Advances and Opportunities in Single-Cell Transcriptomics for Plant Research

Abstract

Single-cell approaches are quickly changing our view on biological systems by increasing the spatiotemporal resolution of our analyses to the level of the individual cell. The field of plant biology has fully embraced single-cell transcriptomics and is rapidly expanding the portfolio of available technologies and applications. In this review, we give an overview of the main advances in plant single-cell transcriptomics over the past few years and provide the reader with an accessible guideline covering all steps, from sample preparation to data analysis. We end by offering a glimpse of how these technologies will shape and accelerate plant-specific research in the near future.

Keywords: cell atlas; cell trajectory; plant transcriptomics; protoplast; scRNA-seq.

Figure 1. Timeline of key events in plant single cell transcriptomics.

Selection of milestones related to the development and establishment of single cell transcriptomics in the plant field are illustrated by green boxes on the timeline. General technological developments are shown in grey and key development outside of the plant field are indicated in pink.

Figure 2. Schematic overview of a typical droplet-based plant scRNA-seq experiment.

Individual cells are isolated from the tissue containing different cell identities (illustrated by differently colored cells) by enzymatic digestion. As an optional step (dashed line), specific cell populations can be enriched using FACS. Next, cells are compartmentalized together with barcoded beads, buffers, and enzymes required for library preparation into oil droplets. After droplet formation, cells are lysed, and the released mRNAs are bound to the bead; followed by library preparation and next generation sequencing. The data is next filtered and normalized after which the reads are mapped against a reference genome. Dimensionality reduction clustering is performed before assigning cell identities. The resulting data set can then be used to e.g. predict gene regulatory networks or perform trajectory inference analysis.

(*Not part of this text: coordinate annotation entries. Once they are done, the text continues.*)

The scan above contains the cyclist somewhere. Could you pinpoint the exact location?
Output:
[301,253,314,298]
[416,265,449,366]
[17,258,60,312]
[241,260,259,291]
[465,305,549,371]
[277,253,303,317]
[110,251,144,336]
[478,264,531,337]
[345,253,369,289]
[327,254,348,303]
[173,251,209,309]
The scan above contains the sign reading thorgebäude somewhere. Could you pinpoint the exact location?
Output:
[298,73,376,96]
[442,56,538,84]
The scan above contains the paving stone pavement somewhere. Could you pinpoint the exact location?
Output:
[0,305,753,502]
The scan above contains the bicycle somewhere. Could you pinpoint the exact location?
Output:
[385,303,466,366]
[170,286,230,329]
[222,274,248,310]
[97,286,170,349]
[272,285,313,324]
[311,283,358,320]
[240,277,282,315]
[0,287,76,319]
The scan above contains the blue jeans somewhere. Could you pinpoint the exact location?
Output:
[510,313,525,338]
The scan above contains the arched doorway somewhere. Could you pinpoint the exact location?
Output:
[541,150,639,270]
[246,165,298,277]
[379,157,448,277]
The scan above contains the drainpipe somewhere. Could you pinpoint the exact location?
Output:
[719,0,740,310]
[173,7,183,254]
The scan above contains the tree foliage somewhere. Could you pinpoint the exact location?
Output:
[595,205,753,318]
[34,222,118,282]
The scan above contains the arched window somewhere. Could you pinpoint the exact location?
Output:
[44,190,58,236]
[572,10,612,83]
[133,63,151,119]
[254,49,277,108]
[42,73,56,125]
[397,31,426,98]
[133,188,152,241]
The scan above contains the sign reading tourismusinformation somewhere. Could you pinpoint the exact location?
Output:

Figure 3. Application of single cell technologies in plant cell research.

(a-b) Enrichment of subpopulation can be used to identify and characterize cell state changes along a developmental trajectory. Slow transitions between two states suggest gradual changes in the transcriptome, while fast cell state transitions, without intermediate stages, can suggesting a switch-like behavior in the cell states. (c) Ultra high-throughput analysis of ten-to hundreds of thousands of single cells could reveal heterogeneity within cells of the same cell type. The transcriptomes of such exceptional responders carry useful information to understand phenotypic plasticity. (d) Multi-omics single cell approaches can be used to correlate cell-specific transcriptome profiles with gene regulatory elements or other cellular information (metabolome, proteome, etc.). (e) Combining single cell transcriptomic profiles with spatial information can reveal cell-to-cell communication signals as seen in ligand-receptor mediated pathways. (f) Data depository and integration initiatives, like the Plant Cell Atlas, aim to unify experimental conditions and sample processing to allow a standardized analysis and integration of scRNA-seq data sets as valuable community resources.